As the Hollywood strikes enter their fifth month, members of the WGA and SAG-AFTRA rallied with their leaders and those of other Hollywood unions on Thursday to demand that California legislators pass a bill that would grant unemployment insurance to striking workers.
The guilds argue that such benefits are already available for workers in New York and New Jersey who are on strike for more than two weeks, and want lawmakers in Sacramento to follow in that path by approving Senate Bill 799, which was introduced by Los Angeles-based State Sens. Anthony Portatino and Maria Elena Durazo, as well as Pasadena Assemblymember Chris Holden.
Meredith Stiehm, president of WGA West, read out the speech she gave at a state assembly committee meeting last week. In it, she pointed out that thanks to New York’s unemployment laws, WGA East members have been able to apply for insurance payments for several months.
Stiehm also referenced a much-quoted Deadline article published in July in which an anonymous studio exec said that studios planned to ride out the strike “until union members start losing their apartments and losing their houses.”
“It’s time for California to catch up and meet the demands of the times. Writers are the present day example of members who can greatly benefit from UI, but we’re here for the workers of the future if they make the difficult decision to strike,” Stiehm said.
SB 799 passed the California Senate back in May and is now winding its way through the Assembly, having been passed by the Assembly Insurance Committee and now facing a vote from the Appropriations Committee. The bill is one of hundreds that face votes in the state legislature before it adjourns for the year on Sept. 14.
Hollywood labor’s push for SB 799 comes as the WGA’s current strike, which began on May 1, is approaching the record for the longest in the guild’s history, currently held by the 154-day strike held in 1988. SAG-AFTRA’s strike began on July 14 and has lasted for eight weeks and counting.

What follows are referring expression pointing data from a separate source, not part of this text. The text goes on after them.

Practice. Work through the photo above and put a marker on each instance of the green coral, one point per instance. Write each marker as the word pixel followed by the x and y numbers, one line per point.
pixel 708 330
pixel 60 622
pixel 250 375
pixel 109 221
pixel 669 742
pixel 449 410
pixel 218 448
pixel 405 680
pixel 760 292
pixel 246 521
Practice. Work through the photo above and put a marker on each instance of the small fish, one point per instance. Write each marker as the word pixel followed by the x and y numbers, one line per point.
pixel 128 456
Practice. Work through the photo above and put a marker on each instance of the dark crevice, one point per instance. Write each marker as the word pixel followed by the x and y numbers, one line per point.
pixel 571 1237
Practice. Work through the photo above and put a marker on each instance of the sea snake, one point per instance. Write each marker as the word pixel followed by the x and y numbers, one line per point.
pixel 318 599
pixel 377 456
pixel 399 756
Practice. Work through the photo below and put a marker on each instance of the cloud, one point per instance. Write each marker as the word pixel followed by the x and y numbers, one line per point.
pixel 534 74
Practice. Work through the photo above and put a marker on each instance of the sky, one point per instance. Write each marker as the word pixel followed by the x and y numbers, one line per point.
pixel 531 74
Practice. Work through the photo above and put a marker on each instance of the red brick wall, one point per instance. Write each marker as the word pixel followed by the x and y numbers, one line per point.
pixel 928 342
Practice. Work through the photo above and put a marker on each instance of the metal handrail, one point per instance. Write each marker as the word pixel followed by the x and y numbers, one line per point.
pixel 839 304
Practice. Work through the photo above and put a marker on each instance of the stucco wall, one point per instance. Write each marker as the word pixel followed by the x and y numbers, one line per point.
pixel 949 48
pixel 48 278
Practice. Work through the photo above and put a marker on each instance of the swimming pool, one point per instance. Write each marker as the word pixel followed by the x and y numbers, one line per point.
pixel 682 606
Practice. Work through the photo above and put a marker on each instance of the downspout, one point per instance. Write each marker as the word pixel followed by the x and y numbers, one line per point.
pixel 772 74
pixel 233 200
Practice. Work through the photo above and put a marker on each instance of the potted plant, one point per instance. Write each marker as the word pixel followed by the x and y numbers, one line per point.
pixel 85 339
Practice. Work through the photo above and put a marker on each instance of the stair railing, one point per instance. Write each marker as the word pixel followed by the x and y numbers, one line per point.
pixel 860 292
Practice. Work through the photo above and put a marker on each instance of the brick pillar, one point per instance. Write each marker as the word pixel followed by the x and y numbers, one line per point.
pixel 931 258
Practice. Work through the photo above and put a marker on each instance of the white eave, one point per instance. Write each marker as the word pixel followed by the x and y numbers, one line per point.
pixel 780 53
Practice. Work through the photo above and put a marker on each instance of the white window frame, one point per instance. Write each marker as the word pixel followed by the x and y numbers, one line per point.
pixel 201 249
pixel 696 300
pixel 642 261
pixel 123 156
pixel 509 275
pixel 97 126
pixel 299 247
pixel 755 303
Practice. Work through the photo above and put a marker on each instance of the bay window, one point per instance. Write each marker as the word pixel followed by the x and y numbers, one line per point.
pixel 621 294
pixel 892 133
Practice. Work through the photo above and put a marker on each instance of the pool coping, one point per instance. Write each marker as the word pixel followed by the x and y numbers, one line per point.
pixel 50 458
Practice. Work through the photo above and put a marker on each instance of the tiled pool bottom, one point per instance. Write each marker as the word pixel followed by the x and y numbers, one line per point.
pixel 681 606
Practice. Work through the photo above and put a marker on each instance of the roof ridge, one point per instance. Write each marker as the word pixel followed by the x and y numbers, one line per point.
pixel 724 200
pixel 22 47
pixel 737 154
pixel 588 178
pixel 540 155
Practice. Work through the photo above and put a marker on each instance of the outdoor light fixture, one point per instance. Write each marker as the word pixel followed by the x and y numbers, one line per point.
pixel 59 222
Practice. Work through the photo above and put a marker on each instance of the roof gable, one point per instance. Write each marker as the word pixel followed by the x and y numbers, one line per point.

WGA strike captain Kayla Westergard-Dobson spoke about the extensive measures she and other writers have taken to reduce their expenses as the strike has labored on, with some relying on second and third jobs to make ends meet as their financial reserves have been depleted and left them unable to pay rent.
Westergard-Dobson said that she has exhausted the emergency savings she built up through the few writing jobs she was able to land as well as the unemployment checks she received while searching for up to a year for a new show to work on. She now has to go to food banks and has relied on strike fund grants and family support to keep up with mounting bills.
Despite that, she says she’s “one of the lucky ones.”
“Not all of us had the privilege to save up for the studios grinding our work to a halt,” she said. “But when we do work, we pay taxes, we pay into healthcare, and of course our employers pay into our unemployment fund through payroll taxes for us. Every one of us on the picket line has put in the work to earn this benefit.”
The financial pain extends to below-the-line workers as well, as their union, IATSE, has taken multiple measures on the national and local level to provide financial relief for crew workers who are often the first to face financial stress during a work stoppage. Support groups like the Motion Picture and Television Fund and the Entertainment Community Fund have reported exponential surges in requests for grants from workers across various unions.
Studio insiders say there has been no new plans to resume talks with the WGA after a contentious meeting on Aug. 22, during which several studio CEOs urged the guild’s negotiating committee to accept a counterproposal they offered earlier that month and then publicly released that proposal after the guild refused.
While the studios and the Alliance of Motion Picture and Television Producers released the proposal in the hopes of winning over the WGA members, that plan backfired as members slammed the move as a breach of good faith. Days later, the guild’s negotiating committee released a memo calling the offer “not nothing, nor nearly enough,” falling short on several key issues including streaming compensation and writers room protection.
“We have not struck for nearly four months to half-save ourselves, nor are we leaving any sector of this Guild unprotected when we return to work,” the memo continued.”